グランデッツァ、スプリングS制覇! | Thoroughbred World

グランデッツァ、スプリングS制覇!

直線は興奮というより感動してしまいました。
日曜日・中山11レース、フジテレビ賞スプリングステークス(GⅡ)に出走したグランデッツァ。
直線外めを真一文字に伸びて見事優勝を飾りました。

ラジオNIKKEI杯から3ヶ月の休み明けとなった今回。
山元トレセンでじっくりと乗られていましたし、馬体も絞れていました。

一週前の時点ですでに仕上がっていたことから、
「細いんじゃないのか?」「ガレて帰ってきたダメだ」なんて記事もあり心を痛めていましたが、
そんな不安を吹き飛ばすように馬体重は490kg。
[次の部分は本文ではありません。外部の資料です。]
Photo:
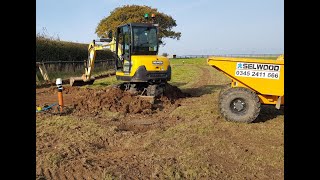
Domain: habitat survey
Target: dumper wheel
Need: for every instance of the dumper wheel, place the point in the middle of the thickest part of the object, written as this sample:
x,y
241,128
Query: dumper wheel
x,y
239,105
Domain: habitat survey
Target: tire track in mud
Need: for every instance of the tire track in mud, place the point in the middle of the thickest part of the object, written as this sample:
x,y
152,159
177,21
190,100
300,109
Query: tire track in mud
x,y
204,79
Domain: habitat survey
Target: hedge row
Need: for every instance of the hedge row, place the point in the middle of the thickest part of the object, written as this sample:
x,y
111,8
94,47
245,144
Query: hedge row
x,y
54,50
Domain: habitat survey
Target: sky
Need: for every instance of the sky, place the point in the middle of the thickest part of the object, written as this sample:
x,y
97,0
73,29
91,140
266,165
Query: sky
x,y
208,27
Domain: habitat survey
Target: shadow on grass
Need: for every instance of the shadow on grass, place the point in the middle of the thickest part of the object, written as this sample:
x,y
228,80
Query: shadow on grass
x,y
268,112
207,89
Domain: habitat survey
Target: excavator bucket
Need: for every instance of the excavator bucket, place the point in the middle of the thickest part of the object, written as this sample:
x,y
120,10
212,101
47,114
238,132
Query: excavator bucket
x,y
80,81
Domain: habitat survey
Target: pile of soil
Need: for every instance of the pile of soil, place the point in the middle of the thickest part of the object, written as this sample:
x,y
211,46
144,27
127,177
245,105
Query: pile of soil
x,y
92,102
112,99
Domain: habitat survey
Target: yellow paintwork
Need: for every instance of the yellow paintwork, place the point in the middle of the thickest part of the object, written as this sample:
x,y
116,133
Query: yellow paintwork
x,y
92,48
268,90
146,60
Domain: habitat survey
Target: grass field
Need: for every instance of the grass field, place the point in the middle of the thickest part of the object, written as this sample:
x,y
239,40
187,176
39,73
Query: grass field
x,y
199,145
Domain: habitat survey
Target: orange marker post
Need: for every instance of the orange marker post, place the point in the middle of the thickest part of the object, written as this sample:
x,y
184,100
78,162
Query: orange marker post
x,y
60,97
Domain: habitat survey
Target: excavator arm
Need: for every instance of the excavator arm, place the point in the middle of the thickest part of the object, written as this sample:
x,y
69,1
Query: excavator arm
x,y
87,78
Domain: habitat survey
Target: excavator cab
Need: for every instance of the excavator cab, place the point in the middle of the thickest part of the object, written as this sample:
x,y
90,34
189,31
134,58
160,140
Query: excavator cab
x,y
137,63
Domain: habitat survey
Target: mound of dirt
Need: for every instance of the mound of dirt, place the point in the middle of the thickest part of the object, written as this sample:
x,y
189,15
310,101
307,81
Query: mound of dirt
x,y
92,102
112,99
173,93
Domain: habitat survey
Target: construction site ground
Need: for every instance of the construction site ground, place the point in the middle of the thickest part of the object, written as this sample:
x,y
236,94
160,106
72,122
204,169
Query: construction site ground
x,y
106,133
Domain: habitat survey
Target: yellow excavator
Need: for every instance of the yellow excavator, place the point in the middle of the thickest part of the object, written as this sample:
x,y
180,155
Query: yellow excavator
x,y
137,63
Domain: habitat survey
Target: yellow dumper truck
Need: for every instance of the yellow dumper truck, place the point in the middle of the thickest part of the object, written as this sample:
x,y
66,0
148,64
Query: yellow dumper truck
x,y
253,82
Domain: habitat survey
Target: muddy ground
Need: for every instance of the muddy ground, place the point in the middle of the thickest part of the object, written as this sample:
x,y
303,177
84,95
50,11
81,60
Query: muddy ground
x,y
106,133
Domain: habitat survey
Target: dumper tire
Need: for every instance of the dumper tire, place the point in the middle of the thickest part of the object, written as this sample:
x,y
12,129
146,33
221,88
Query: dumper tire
x,y
239,105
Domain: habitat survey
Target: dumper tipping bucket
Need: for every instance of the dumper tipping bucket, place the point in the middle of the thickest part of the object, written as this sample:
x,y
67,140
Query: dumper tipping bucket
x,y
79,81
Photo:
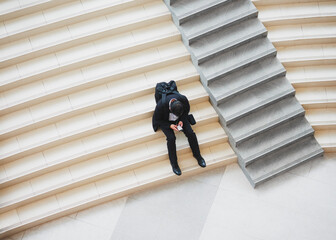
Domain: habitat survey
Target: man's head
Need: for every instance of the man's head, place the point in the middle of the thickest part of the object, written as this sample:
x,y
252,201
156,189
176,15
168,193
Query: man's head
x,y
177,108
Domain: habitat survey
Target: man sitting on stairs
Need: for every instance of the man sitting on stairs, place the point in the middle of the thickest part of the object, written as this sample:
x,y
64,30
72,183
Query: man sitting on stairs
x,y
171,115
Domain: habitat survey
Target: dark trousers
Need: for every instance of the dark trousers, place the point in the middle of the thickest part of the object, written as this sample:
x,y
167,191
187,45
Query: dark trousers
x,y
171,142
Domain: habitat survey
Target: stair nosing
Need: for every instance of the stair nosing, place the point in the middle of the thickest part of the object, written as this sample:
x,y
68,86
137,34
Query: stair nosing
x,y
248,14
275,74
286,167
6,206
73,111
240,65
203,57
277,122
233,117
3,62
278,146
49,95
62,22
184,17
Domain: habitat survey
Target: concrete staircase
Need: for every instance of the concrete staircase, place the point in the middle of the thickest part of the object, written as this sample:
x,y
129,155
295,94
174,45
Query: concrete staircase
x,y
77,85
247,85
304,33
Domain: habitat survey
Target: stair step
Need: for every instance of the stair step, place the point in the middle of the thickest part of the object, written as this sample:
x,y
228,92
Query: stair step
x,y
104,190
302,34
62,15
249,77
296,13
14,11
123,89
303,55
274,140
126,159
89,75
327,139
50,135
284,160
117,35
217,19
265,119
240,57
219,42
317,97
186,10
255,99
322,119
312,76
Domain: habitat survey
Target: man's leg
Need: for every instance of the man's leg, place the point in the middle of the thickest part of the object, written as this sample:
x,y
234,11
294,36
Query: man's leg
x,y
171,146
192,139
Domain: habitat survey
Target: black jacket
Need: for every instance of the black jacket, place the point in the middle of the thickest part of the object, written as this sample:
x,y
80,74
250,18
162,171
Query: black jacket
x,y
161,113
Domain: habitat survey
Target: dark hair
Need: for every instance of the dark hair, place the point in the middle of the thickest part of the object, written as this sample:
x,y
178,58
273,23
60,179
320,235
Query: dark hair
x,y
177,108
むしろまだ絞れるぐらいという馬体でした。

パドックでは一番後ろをゆっくり周回するという感じで、あまり気合は表に出さず。
馬体のハリなんかは格段に良くなっていましたが、物見するなどちょっと集中を欠いている印象でした。

$Thoroughbred World-グランデッツァ-2012.3.18スプリングS-パドック


今回はライバルも本当に強力で、重賞を勝っているこの馬でも3番人気がやっと。
GⅠ馬と使ってきた強みのある重賞馬を相手にするとちょっと自信も揺らぐというもの。
一番この馬の能力を信じていたのは平田調教師と初コンビのM.デムーロ騎手だったのかもしれません。


レースでは五分のスタートからいつもより一列後ろで折合いをつけます。
大外枠らしく道中はずっと外を回らされるロスがあったのですが、
それでもコーナーでうまく制御しながら、このポジションでベストのレースをしてくれました。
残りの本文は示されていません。